Gracie is traveling to Moab on a school trip 2,600 miles from home. At over 70 mph, the driver of Gracie’s vehicle tries to get the attention of another driver and rolls the vehicle three times. One girl dies immediately of head trauma, still secured in her seat belt. Gracie, ejected through her window, lands among the sagebrush, her head gushing blood on the stony earth.

We leave for Utah in a panic, desperate to be with our girl. We try to explain to Gracie’s little sister Zoe. We call her brother Craig, our families and closest friends, trying to bring this horror into focus.

It takes us an excruciating 21 hours to reach Gracie in the ICU. When we arrive, the neurosurgeon explains that the damage to her brain means she won’t recover.

I excuse myself and stagger to the restroom. I close the door and muffle my wails. Collapsing, my nose bleeds all over the cold, white tile floor.

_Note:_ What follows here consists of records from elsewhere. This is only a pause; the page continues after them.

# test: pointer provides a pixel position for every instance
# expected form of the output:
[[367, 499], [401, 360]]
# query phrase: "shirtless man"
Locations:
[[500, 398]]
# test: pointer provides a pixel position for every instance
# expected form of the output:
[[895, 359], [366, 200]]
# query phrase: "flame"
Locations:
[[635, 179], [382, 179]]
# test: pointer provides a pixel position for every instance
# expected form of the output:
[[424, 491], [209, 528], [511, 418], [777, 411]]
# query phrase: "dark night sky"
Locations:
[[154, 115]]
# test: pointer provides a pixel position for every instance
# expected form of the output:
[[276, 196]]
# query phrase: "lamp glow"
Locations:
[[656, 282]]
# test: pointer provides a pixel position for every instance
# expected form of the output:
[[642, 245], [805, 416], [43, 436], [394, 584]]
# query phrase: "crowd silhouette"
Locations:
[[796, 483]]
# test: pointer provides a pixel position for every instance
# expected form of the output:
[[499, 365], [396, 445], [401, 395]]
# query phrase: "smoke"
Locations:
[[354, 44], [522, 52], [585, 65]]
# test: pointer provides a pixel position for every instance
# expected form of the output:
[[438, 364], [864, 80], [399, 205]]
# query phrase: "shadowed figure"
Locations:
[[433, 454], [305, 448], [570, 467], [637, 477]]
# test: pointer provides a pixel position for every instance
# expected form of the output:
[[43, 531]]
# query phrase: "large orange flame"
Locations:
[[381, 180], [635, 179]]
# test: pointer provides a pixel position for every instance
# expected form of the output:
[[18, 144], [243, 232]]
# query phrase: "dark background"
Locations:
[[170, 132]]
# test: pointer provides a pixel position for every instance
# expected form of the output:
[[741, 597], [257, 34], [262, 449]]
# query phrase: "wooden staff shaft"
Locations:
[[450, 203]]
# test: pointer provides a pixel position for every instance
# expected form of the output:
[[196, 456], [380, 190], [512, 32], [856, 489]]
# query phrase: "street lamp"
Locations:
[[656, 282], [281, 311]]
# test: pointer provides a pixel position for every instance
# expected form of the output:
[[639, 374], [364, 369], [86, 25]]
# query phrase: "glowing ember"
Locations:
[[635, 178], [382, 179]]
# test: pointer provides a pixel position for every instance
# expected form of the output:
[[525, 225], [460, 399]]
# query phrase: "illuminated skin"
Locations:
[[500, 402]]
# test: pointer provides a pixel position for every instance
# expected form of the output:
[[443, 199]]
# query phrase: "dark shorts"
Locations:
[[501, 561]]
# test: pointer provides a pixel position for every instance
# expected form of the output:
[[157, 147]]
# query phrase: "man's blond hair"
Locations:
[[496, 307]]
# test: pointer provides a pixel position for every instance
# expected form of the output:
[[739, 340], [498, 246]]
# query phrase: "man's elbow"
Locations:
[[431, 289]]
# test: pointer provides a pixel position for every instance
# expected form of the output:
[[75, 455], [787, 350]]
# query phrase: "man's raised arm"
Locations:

Two days later, we broadcast an appeal: Please help us say goodbye to our girl at 10 p.m. EST. We surround her with her art, photos and beloved foods. We play her favorite music. We bathe and dress our precious, broken daughter.

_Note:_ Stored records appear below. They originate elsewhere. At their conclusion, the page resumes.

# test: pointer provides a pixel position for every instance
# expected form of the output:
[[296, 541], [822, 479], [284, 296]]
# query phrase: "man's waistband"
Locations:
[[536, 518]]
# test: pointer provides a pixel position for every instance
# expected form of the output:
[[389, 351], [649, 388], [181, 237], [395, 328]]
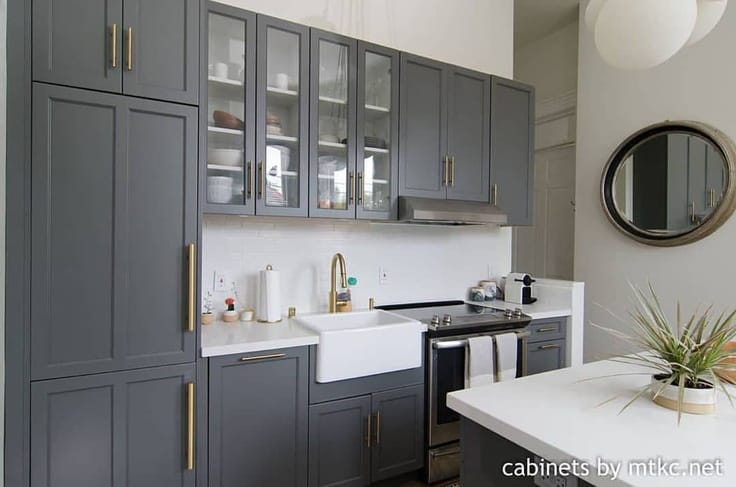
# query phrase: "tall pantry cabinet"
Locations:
[[113, 225]]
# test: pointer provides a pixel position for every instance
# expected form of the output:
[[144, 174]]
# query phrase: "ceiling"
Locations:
[[534, 19]]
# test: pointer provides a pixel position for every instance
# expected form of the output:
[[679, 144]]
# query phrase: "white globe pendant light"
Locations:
[[709, 14], [592, 12], [640, 34]]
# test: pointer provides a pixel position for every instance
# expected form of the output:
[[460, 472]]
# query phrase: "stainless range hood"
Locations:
[[449, 212]]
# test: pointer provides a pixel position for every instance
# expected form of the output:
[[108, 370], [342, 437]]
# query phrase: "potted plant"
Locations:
[[691, 359], [207, 315]]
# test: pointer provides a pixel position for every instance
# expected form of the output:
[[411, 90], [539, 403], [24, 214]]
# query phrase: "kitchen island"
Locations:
[[564, 418]]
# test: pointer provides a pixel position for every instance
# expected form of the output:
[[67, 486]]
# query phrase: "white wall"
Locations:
[[424, 262], [550, 63], [698, 84], [476, 34]]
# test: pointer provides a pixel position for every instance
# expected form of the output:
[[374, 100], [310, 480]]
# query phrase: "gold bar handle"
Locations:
[[129, 49], [262, 357], [190, 426], [452, 171], [114, 45], [192, 287], [378, 428], [261, 179]]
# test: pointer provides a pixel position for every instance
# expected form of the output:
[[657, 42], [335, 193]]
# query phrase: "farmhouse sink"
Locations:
[[364, 343]]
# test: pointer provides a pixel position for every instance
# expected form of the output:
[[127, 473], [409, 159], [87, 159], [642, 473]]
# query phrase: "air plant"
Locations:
[[691, 354]]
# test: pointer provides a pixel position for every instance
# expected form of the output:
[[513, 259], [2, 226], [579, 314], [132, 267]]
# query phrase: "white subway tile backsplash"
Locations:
[[425, 262]]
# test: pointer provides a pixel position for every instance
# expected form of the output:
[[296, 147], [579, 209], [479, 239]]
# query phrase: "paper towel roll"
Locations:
[[269, 302]]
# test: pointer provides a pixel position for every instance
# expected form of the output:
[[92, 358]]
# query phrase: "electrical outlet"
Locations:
[[384, 276], [220, 282]]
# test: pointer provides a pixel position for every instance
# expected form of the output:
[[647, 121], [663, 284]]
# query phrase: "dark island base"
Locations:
[[484, 454]]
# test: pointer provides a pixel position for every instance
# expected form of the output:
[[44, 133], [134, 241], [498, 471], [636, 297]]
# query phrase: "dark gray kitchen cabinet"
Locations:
[[147, 48], [512, 149], [123, 429], [444, 149], [113, 211], [356, 441], [399, 432], [340, 436], [258, 419], [161, 55], [78, 43]]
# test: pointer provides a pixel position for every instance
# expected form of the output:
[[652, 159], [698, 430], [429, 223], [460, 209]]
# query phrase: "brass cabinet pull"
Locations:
[[261, 179], [129, 49], [114, 45], [452, 171], [361, 189], [378, 428], [351, 188], [190, 426], [191, 291], [262, 357]]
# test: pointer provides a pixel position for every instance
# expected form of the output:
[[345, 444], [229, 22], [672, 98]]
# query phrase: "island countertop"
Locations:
[[560, 416]]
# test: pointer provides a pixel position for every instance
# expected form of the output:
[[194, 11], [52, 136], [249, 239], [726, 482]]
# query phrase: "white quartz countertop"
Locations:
[[538, 311], [221, 338], [559, 417]]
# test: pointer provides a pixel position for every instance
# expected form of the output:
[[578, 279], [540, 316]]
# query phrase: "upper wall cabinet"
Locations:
[[146, 48], [512, 149], [444, 131], [113, 214]]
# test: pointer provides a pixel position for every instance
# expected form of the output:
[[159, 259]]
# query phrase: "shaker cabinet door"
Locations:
[[423, 125], [468, 135], [78, 43], [124, 429], [113, 210], [512, 149], [161, 54]]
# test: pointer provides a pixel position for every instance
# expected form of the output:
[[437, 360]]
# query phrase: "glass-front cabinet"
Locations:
[[377, 132], [333, 117], [230, 110], [282, 118]]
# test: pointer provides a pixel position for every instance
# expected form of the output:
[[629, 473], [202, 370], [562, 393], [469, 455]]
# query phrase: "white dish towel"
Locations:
[[506, 344], [479, 362]]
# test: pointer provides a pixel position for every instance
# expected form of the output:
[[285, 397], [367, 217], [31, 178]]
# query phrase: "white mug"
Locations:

The nurse extricates the breathing tube. Gracie coughs, producing hideous orange phlegm. I climb into bed with her and whisper, stroking her sweet face. We are here. It is okay to go.

But it is NOT okay.

Our girl’s dying takes 45 minutes—the same amount of time, exactly, it took me to push her into the world, 17 years ago. A devastating symmetry. We call Craig. He says little then posts to Gracie’s Facebook wall. “I’m shattered in a thousand ways. I can’t even believe that you’re gone, that this is my reality. I love you now and I loved you the day I met you. There’s nothin’ now, there’s nothin’.”

Not long ago, I sang to my little girl. Today, this tune haunts me:

Someone’s momentary distraction took my sunshine away.

My beautiful, creative, wise, vulnerable, sensitive girl is dead and now my world is dark, hostile, treacherous, hollow. I sometimes sob so hard I cannot breathe, suffocated by what Gracie will never see, never do, never be.

I am triggered easily, by seemingly everything: flip-flops, chocolate chip cookies, girls with long brown hair, teasing siblings, prom dresses, college brochures, pregnant women.

Two months later, Zoe writes: “I have a dream that everyone stops driving cars because then there will be no more car crashes.”

Zoe now rages and explodes. She throws objects at her Dad and teachers. At eight years old, she is afraid to sleep alone.

Someone took her big sister away.

We join a grief support group—our new tribe of the permanently marked, the interminably miserable. Even 20 years after, there is no “moving on,” the others tell us, only resigned survival.

Another six months and Craig graduates from high school. Our pride battles with loss. Gracie’s absence fills the room; her silence mutes the applause.

Someone took our sunshine away.

And now, the sky never changes; it is gray every day.